【ブックトーク】現場の“力”・その壱/『河北新報のいちばん長い日』
あれから3回目の「311」が訪れ、4年目が始まっています。それと前後して、印象的な本が何冊か文庫に落ちてきていたので、再読がてら何回かに分けて。個人的にハードカバーから文庫に来る際一番嬉しく思うのが“+α”の要素があることです。特にノンフィクション系は後日談的な加筆がなされてることも多く、こちらもそんな“オマケ”がありました。
『河北新報のいちばん長い日』(河北新報社/文春文庫)
東北に根差した地元新聞・河北新報の、震災の日々を綴ったルポルタージュ、ハードカバー版と図書館で出会ったのですが、当時、何かに急き立てられるように読み進めたのを覚えています。
徹頭徹尾「被災者に寄り添う新聞」であることを貫きながら、様々な視点での多重的な現地の取材状況が丹念に、当事者としての視点からも積み重ねられていて、重く心に響いてきます。
焼け跡が存在しない“焼野原”
何も無いところから立ち上る“生の臭気”
空撮カメラマンの“後悔”
福島配属であった記者の“懊悩”
一つ一つの“出来事”が全て、圧倒的な現実として、迫ってきます。決して正解を一つに集約することのできない“現実”として。情報を伝えるという事、事実を伝えるという事は、ジャーナリズムの本質なのだと、そんなことをあらためて。
“われわれは皆被災者だ。誰かを責めることはするな。”
ただ単に記事を書くだけが新聞の仕事ではない、情報を可能な限りに正確に伝えることが公益なのだ、と。そして、30年前の教訓を伝えきれなかったのではないかとの忸怩たる思いと、次の30年後に備えるために伝えていくとの、との覚悟の模索が、痛いくらいに伝わってきました。

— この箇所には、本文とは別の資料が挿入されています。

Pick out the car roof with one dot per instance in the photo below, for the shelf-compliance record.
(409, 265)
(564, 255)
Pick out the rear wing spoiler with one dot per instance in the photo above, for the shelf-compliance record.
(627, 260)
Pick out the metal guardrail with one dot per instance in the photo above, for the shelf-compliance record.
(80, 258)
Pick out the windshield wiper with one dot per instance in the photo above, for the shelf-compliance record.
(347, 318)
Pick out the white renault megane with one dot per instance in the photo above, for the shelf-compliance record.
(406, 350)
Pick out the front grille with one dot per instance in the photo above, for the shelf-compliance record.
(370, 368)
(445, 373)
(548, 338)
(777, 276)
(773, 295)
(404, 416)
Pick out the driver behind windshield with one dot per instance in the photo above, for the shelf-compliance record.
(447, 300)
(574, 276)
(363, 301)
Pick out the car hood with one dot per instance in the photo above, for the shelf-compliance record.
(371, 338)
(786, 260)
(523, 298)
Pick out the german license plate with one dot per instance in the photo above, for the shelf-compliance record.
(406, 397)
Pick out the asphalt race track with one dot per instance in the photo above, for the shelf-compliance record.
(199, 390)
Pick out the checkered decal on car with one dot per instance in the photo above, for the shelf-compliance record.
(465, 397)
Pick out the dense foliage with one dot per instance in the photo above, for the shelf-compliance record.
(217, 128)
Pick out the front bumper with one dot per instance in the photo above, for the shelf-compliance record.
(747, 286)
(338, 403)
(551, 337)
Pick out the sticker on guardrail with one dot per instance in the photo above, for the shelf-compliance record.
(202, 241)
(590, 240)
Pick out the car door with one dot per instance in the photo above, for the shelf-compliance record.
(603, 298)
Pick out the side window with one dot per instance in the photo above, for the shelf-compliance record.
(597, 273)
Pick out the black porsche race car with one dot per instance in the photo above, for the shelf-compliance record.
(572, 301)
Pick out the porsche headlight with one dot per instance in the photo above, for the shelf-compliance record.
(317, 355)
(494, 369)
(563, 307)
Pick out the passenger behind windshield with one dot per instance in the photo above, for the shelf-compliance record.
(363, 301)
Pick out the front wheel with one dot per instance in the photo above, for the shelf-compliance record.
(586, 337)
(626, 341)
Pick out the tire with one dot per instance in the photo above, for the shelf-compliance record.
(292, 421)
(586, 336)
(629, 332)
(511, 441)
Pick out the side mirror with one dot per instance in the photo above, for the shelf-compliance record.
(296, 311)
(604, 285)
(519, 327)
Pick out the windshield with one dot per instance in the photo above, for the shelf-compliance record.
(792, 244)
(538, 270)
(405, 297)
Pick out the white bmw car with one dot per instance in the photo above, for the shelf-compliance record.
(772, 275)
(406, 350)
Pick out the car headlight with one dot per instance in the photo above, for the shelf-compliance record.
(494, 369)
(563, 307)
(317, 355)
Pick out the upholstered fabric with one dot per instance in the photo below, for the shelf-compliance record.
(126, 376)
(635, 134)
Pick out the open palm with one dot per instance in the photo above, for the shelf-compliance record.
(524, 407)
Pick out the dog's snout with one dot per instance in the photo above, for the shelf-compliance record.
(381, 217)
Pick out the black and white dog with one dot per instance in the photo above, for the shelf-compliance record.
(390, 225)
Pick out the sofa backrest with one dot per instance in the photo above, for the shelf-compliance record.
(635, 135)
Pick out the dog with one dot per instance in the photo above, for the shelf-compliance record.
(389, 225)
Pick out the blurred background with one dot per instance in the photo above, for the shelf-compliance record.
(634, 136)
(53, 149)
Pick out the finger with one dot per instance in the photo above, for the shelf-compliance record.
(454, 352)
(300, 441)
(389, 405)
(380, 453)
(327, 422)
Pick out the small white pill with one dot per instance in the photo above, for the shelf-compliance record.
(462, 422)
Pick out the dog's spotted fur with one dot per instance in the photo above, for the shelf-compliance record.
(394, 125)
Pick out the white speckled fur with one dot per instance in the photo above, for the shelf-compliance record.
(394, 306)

ん、伝えていく使命と責任は報道機関だけに背負わせていいものではないのだろうと、「自助、共助、公助」との言葉を思い出しながら、考えさせられた、そんな一冊です。
【あわせて読んでみたい、かもな一冊。】
『救命』(海堂尊/新潮文庫)
『前へ!』(麻生幾/新潮文庫)
『日本人の底力 東日本大震災1年の全記録』(産経新聞社/産経新聞出版)
『南三陸から』(佐藤信一/日本文芸社)
『千夜千冊番外録 3・11を読む』(松岡正剛/平凡社)
【補足】
今回プラスされたのは「後書き」の部分、あくまでも地元に寄り添う「被災者の一人」としての決意が綴られています。どうすれば「わがこと」になるのか、なんてことが突きつけられていると、そう感じます。
なおこちらは主催の一人としてお手伝いしている「朝活読書サロン Collective Intelligencehonn(裏エビカツ)」でも紹介しました。特にテーマは無い集いですので、本好きの皆さんに響きそうな、と言った視点から。やはり“本”にまつわるコトガラに関わっていきたいなぁ、、ともあらためて。